Volume of a solid with base bounded by a parabola and a straight line

Question

The base of a solid is the region bounded by $y=0,25x^2$ and $y=3-x$. Cross sections perpendicular to the $y$ axis are rectangles with base in the XY plane and its height is twice its length. Find the area of the rectangle and then the volume of the solid.

Well, first I found the intersection points of the two curves, they are $A=(-6;9)$ and $B=(2;1)$. Now I want to find the length of the rectangle, and here's where I have some problems. Because from $y=1$ to $y=9$ the side of the rectangle goes from the parabola to the straight line, but from $y=0$ to $y=1$ it goes from the parabola to the parabola. So probably I have to compute two calculations, but I don't know what two calculations are.

Answer 1

The trick here is to split the interval into $[0,1)$ and $(1,9]$ and integrate separately.
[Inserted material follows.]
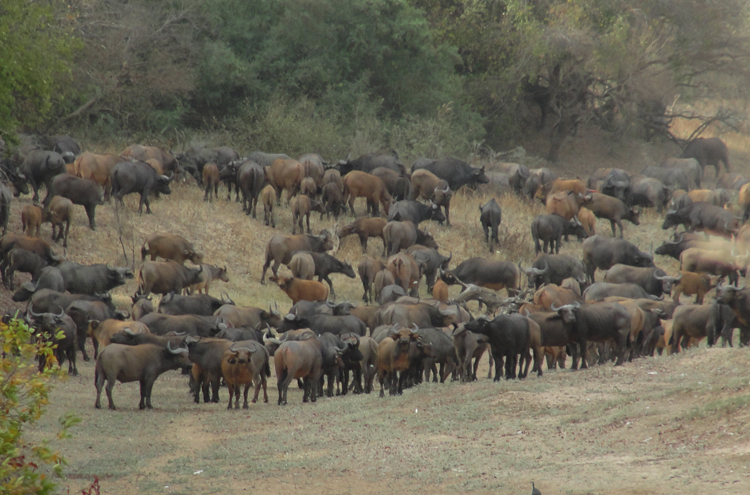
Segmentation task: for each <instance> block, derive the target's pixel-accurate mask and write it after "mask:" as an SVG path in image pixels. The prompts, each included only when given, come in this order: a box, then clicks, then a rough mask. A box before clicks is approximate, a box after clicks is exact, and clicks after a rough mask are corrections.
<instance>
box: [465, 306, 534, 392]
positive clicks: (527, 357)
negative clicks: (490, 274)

First for $[0,1)$, the length of the rectangle is $2\sqrt{4y}$. So height is $4\sqrt{4y}$. So you can integrate $$\int_0^18(\sqrt{4y})^2 dy=\int_0^132y^2 dy$$

Then for $(1,9]$, the length of the rectangle is $3-y+\sqrt{2y}$. So height is $2(3-y+\sqrt{2y})$. So you can integrate $$\int_0^12(3-y+\sqrt{2y})^2 dy$$.

Then add the two results together to get the total volume.

Answer 2

Like you thought, from $y = 1$ to $y = 9$, the integral is between the line and the parabola, $$\int_1^9 2(3-y-(-2\sqrt{y}))^2dx$$

From $y = 0$ to $y = 1$, it is between the left and right side of the parabola $$\int_0^1 2((2\sqrt{y})-(-2\sqrt{y}))^2dy$$

Add these two together to get the complete volume.

To get the area, it is a simple integration from $x = -6$ to $x = 2$

$$\int_{-6}^{2} (3-x)-(0.25x^2)dx$$